苏浣儿点点头,专心吃起了面。肖清寒就坐在她对面静静地看她吃,并不在意她是否会因为他的注视而尴尬。
曾经,他们每天都这样对坐着吃饭;曾经,他每天都要为她不肯吃元葱胡萝卜而瞪眼睛。可是今天,他在面里放了不少胡萝卜,她仍吃得这么香。只是,帮她改掉挑食毛病的不是他,是秦翌。
一碗面下肚,苏浣儿就有些撑了,她一手抚摸着胃向后靠到椅子上:“真饱,好长时间没这么吃了。”
“你吃得太少,以前胃挺大的,这几年怎么弄的?”
“胃溃疡,吃多了就不舒服,医生让少食多餐,可也太麻烦了。”
“那有什么麻烦,以后必须按时吃饭,胖起来才好看。这次回来刚见到你,我真是觉得变丑了。”见她被他喂饱后满足的样子,肖清寒心情好起来,开起了玩笑。
“还说呢,那天你的样子真够凶,好像当年是我劈了腿。”
“我倒情愿是你劈腿。”
“为什么?你喜欢戴绿帽子?”苏浣儿也说笑起来。
“恨一个人总会让人比较有力气,可是无望的想念太叫人无力了。苏浣儿,从现在起,我就当你劈腿了,反正是你不要我。”
“呃,好吧。只要你觉得好过一些。”
说着说着,又沉重起来,苏浣儿觉得,这可能是两人之间最后一次这样谈话,她想让气氛轻松一些,可是,压在心头的伤感却总是伺机上窜,叫她不知该把它们往哪里摆放。
肖清寒坚持让苏浣儿睡一觉才送她回去,知道拗不过他,苏浣儿干脆真躺到床上睡起来。奇怪,他的大床仿佛有安眠的作用,李老师去世以来,她第一次睡得这样安稳,再睁开眼睛,屋子里已经是朦胧的夜色。
四下里一片安静,好像他出去了,苏浣儿掀开被子坐起来,却见一点火光从阳台传来,他又在吸烟。

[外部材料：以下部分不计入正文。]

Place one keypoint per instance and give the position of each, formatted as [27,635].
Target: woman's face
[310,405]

正犹豫着要不要走过去,他听到她的声音,熄灭了烟转身走进来。
“醒了?”
“嗯,好像睡得有点长。”
“是不算短,走吧,去吃饭。”
“我……不去了吧,秦翌一定在等我。”
“他今晚有应酬,安排雕塑协会的人,我给他打了电话,跟他说晚一点送你回去。”
“你告诉他我在你这儿?”
“你不是已经发了短信吗?放心,他不会怀疑什么,没有哪个想做坏事的人会拿别人的手机暴露自己的行踪。”
“呵呵,也对。”苏浣儿干笑,耙耙头发站起来,“去哪?”
“出去再说。不过,你确定这样出去?”肖清寒看着苏浣儿身上的毛衣,挑眉问。
苏浣儿低头,才想起自己还穿着他的大毛衣,尽管他特意选了件高领的,一切都遮得严严实实,但松松垮垮地罩在身上还是引人浮想,更糟的是本来穿在腿上的运动裤已不知去向,两条瘦瘦的腿第一次显得如此修长,伶仃地立在地上,与脚下的大拖鞋形成鲜明对比。她没记得她脱了裤子,难道是?
她狐疑地抬头看他,他立即摇头:“不是我。”
难道是自己睡着睡着嫌裤子碍事给蹬下去了?确实有这种可能。往下拽拽毛衣,她不再纠结这个问题,转而问道:“我的衣服干了吗?”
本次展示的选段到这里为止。